Sunday, April 23rd 2023

"Adamantine" L4 Cache Confirmed on Intel "Meteor Lake," Acts as a Passive Interposer

We've known from a recent report that "Meteor Lake" introduces an L4 cache, and now we are learning that it is codenamed "Adamantine," and serves functions resembling that of a passive interposer. Intel's upcoming "Meteor Lake" microarchitecture will power the company's first disaggregated processor for the client segment.

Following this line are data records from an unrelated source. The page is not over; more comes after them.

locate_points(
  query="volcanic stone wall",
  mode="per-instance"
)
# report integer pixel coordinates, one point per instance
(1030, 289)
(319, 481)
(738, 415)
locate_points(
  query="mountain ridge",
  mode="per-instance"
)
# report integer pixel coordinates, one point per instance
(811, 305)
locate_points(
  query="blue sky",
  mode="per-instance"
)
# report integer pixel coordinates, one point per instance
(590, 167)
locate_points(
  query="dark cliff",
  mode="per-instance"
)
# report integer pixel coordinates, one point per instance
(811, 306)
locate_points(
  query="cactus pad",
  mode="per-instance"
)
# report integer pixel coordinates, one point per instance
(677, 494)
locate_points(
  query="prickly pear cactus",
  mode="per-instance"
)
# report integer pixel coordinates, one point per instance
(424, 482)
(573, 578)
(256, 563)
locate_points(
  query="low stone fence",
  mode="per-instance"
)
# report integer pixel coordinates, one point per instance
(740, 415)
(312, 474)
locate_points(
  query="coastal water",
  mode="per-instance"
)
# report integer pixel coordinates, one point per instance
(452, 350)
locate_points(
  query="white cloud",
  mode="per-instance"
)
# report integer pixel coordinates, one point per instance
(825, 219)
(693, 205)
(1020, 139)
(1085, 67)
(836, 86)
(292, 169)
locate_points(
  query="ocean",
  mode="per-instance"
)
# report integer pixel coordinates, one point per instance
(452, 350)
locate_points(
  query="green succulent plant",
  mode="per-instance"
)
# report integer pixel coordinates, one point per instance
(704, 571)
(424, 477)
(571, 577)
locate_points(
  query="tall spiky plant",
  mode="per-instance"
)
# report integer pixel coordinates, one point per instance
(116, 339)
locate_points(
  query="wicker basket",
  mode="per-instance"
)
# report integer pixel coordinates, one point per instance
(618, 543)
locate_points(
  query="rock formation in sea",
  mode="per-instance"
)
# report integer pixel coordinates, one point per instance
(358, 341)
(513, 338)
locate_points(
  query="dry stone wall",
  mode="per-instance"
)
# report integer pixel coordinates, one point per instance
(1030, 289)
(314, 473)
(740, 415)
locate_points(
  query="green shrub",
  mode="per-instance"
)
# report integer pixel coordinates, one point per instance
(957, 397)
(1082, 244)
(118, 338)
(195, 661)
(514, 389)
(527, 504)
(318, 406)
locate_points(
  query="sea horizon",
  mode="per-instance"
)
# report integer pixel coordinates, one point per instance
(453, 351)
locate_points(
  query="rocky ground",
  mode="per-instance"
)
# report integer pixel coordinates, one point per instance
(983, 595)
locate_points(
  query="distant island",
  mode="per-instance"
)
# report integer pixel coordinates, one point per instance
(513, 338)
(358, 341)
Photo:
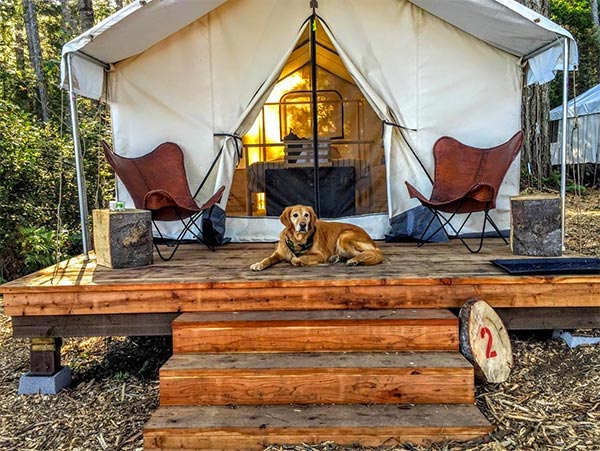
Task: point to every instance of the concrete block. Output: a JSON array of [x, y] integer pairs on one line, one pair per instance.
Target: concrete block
[[536, 225], [573, 341], [123, 239], [30, 384]]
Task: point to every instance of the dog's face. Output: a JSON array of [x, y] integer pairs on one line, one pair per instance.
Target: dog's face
[[299, 218]]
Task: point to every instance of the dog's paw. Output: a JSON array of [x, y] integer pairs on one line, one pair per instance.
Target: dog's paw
[[335, 259]]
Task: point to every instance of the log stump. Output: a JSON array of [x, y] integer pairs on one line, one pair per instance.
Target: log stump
[[123, 239], [484, 341], [536, 225]]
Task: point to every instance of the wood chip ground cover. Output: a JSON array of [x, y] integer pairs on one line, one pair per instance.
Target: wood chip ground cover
[[550, 402]]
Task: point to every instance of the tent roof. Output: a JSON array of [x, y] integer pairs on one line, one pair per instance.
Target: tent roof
[[583, 104], [504, 24]]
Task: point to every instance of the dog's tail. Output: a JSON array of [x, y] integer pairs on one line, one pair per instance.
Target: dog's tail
[[367, 257]]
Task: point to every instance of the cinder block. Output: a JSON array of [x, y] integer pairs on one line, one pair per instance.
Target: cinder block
[[123, 239], [536, 226], [30, 384]]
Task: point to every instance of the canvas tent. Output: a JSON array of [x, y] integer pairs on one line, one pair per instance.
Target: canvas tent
[[197, 72], [583, 129]]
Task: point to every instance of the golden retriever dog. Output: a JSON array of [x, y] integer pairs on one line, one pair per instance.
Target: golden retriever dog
[[308, 241]]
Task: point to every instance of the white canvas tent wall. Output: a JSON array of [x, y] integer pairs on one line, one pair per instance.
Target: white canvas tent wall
[[188, 70], [583, 141]]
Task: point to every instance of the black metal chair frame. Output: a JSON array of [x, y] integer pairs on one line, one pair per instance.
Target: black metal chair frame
[[187, 227], [447, 222]]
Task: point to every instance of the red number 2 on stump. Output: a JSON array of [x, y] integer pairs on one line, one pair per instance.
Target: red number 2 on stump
[[489, 352]]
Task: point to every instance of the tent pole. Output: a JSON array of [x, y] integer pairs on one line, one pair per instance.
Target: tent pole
[[315, 119], [81, 189], [563, 155]]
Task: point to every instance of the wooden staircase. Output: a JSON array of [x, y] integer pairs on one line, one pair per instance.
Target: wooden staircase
[[243, 381]]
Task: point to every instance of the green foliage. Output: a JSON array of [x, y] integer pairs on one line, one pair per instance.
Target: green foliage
[[576, 16], [36, 173], [38, 246]]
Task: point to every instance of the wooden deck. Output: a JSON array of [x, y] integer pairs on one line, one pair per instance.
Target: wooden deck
[[196, 280]]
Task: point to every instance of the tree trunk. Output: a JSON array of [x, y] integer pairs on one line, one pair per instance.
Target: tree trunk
[[86, 14], [596, 21], [535, 155], [594, 5], [68, 22], [35, 54]]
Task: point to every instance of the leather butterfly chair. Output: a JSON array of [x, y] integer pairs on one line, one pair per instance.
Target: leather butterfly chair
[[157, 182], [467, 180]]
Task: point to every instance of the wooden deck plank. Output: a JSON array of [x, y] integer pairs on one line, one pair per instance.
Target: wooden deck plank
[[253, 428], [316, 330], [316, 378], [434, 276]]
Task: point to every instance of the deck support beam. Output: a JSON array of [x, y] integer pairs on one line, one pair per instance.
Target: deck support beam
[[44, 356], [46, 376]]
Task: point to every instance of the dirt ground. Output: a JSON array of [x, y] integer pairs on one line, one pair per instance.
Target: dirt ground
[[550, 402]]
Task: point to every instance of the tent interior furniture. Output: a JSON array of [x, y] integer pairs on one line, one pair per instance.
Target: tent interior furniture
[[466, 180], [157, 182]]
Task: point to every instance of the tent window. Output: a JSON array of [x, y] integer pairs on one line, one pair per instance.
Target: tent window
[[277, 168]]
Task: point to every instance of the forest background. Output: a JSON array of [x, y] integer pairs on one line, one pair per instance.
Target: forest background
[[39, 209]]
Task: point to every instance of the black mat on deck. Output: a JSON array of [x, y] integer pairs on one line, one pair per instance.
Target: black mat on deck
[[525, 266]]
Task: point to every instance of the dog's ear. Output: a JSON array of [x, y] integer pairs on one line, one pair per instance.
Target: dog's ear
[[285, 217], [313, 216]]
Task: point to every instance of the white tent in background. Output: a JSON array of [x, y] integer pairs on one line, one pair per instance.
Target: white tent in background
[[197, 72], [583, 141]]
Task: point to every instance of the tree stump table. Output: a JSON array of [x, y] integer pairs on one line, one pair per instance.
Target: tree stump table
[[484, 341]]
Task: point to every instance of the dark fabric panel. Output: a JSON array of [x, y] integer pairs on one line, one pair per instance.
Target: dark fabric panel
[[292, 186]]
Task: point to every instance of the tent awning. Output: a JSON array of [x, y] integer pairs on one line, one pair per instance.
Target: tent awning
[[504, 24], [582, 105]]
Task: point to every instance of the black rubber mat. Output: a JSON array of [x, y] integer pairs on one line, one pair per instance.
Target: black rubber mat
[[550, 265]]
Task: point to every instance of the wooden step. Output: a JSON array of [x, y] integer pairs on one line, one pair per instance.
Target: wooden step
[[255, 427], [309, 378], [320, 330]]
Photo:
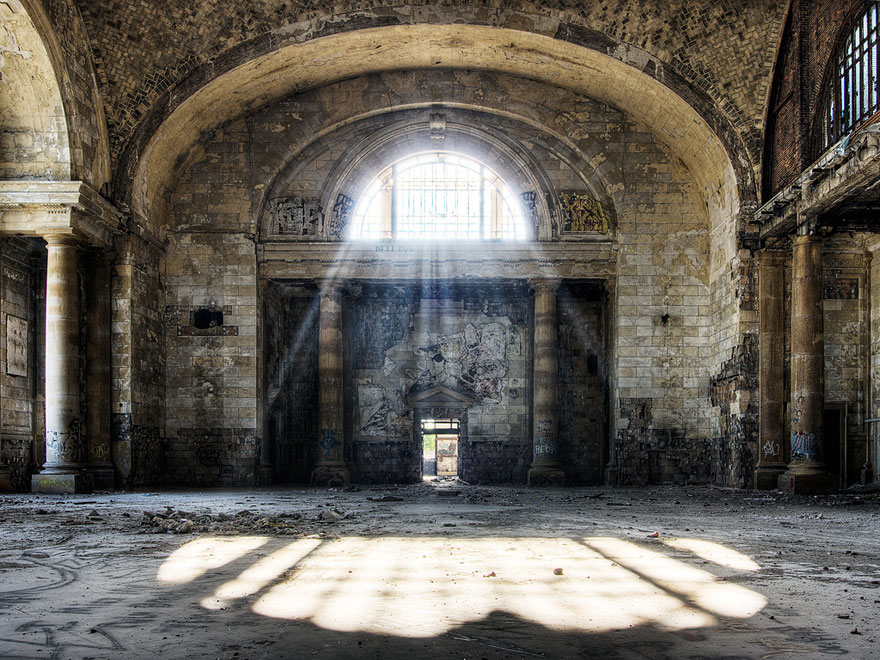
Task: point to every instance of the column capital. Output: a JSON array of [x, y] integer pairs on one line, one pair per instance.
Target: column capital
[[61, 240], [800, 239], [773, 257], [330, 285]]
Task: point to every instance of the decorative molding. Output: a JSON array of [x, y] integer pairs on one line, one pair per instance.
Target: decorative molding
[[582, 213], [295, 216], [340, 216]]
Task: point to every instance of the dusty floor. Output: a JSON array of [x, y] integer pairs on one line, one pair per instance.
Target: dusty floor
[[443, 570]]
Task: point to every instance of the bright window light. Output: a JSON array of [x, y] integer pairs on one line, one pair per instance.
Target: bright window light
[[438, 196]]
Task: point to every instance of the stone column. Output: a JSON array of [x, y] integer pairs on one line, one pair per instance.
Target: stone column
[[806, 472], [546, 469], [98, 319], [331, 469], [63, 470], [771, 370]]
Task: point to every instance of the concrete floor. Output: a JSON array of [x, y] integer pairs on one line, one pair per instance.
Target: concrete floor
[[441, 570]]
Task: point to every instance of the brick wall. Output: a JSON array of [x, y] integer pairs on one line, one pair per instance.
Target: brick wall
[[813, 31]]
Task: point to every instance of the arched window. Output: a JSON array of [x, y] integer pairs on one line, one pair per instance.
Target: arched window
[[435, 196], [851, 94]]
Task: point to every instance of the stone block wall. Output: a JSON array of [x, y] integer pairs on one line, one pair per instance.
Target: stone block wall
[[847, 330], [212, 374], [22, 277], [665, 348], [682, 287], [138, 363], [473, 339], [583, 382]]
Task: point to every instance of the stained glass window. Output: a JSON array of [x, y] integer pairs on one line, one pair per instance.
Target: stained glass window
[[437, 196]]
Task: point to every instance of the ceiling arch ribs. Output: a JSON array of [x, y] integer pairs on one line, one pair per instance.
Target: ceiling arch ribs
[[681, 115]]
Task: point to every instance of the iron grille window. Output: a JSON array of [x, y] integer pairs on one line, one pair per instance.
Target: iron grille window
[[851, 96], [436, 196]]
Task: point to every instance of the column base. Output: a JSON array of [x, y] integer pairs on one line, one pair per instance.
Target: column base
[[330, 476], [546, 476], [610, 476], [767, 478], [73, 482], [265, 476], [800, 481], [103, 478]]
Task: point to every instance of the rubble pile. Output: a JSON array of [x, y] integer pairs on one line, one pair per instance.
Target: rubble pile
[[173, 521]]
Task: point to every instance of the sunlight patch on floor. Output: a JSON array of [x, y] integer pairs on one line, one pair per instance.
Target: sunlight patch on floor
[[423, 587]]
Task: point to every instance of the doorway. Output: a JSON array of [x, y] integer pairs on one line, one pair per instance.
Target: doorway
[[440, 447]]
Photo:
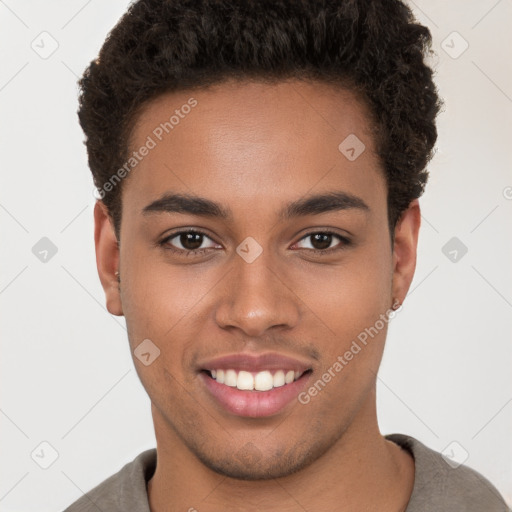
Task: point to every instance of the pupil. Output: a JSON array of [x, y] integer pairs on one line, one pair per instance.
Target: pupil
[[191, 241], [323, 240]]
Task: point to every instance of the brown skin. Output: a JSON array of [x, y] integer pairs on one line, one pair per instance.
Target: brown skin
[[253, 148]]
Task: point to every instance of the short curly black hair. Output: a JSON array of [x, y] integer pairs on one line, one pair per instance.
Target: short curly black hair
[[374, 47]]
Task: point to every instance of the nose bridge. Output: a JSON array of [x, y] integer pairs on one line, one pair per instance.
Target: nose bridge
[[256, 297]]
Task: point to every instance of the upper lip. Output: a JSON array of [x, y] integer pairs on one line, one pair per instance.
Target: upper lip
[[255, 362]]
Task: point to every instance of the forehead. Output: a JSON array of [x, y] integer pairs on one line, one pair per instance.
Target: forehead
[[253, 140]]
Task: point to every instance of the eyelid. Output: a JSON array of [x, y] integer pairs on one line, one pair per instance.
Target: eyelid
[[344, 241]]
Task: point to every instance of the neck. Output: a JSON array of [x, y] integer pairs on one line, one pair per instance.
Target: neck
[[361, 471]]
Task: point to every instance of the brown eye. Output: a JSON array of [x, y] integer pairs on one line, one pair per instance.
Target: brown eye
[[322, 242], [188, 242]]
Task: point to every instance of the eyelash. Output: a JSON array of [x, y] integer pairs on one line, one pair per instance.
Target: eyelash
[[197, 252]]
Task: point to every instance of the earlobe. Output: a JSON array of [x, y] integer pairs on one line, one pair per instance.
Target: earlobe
[[404, 250], [107, 257]]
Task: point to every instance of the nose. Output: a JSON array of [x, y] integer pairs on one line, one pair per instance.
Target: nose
[[257, 296]]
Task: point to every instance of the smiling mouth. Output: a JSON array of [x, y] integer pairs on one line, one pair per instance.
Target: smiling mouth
[[255, 381]]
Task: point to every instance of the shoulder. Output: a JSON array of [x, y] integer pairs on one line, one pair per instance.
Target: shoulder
[[124, 490], [439, 485]]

A disaggregated processor is different from an MCM (such as "Clarkdale"), since finer components that make up the processor that otherwise can't exist on their own packages without extreme latency, are made to share a single package via a high-speed interconnect. This disaggregation is purely for economic reasons, so the company needn't use the latest (and most expensive) foundry node for the entire processor, but ration it to the specific components that benefit the most from it. Unlike AMD client processors that disaggregate the CPU cores and the remaining processor I/O into two kinds of chiplets, Intel "Meteor Lake" will see the breaking up of not just CPU cores (compute tile), but also the iGPU on its own tile, besides the platform I/O on separate tiles still.
Until now, it was believed that Intel's Foveros packaging innovation, which removes the need for an expensive silicon interposer, would facilitate communications among the various tiles, but now we're learning that the processor will in fact feature an L4 cache memory that provides passive interposer capabilities. By itself, a silicon interposer has no logic. It's only function is to serve as a base for the various logic and memory tiles to be seated on top, so it could provide high-density microscopic wiring among them, which would otherwise not be possible through fiberglass package substrate. An L4 cache is something else, and "Meteor Lake" features an L4 cache acting as a base-tile, and acting like a passive interposer (a misnomer if you understand how it works). This tile has been codenamed "Adamantine."

"Adamantine" is a base tile with a level-4 (L4) cache memory. The physical media is unknown (whether it is expensive SRAM or eDRAM), and the size would vary among the variants of "Meteor Lake," but what this essentially does is interconnect the various tiles via cache memory. While an "active" interposer is a dumb piece of silicon with high-density wiring as we explained earlier, a "passive" interposer is a memory with connections to the various tiles.

For a tile to communicate with another, data with the right tags is retired to this L4 cache, which is then picked up by its addressee tile. This is essentially the same way the shared L3 caches on Intel processors work, and which is how the CPU cores, iGPU, and uncore components talk to each other. Scale up this concept at a disaggregated processor level, and you understand how the L4 cache works. The individual tiles have their own "last level caches" (LLCs) at their local level. The Compute Tile, for example, has an L3 cache shared among the P-cores and E-core clusters. This is the L3 cache that's exposed to the OS.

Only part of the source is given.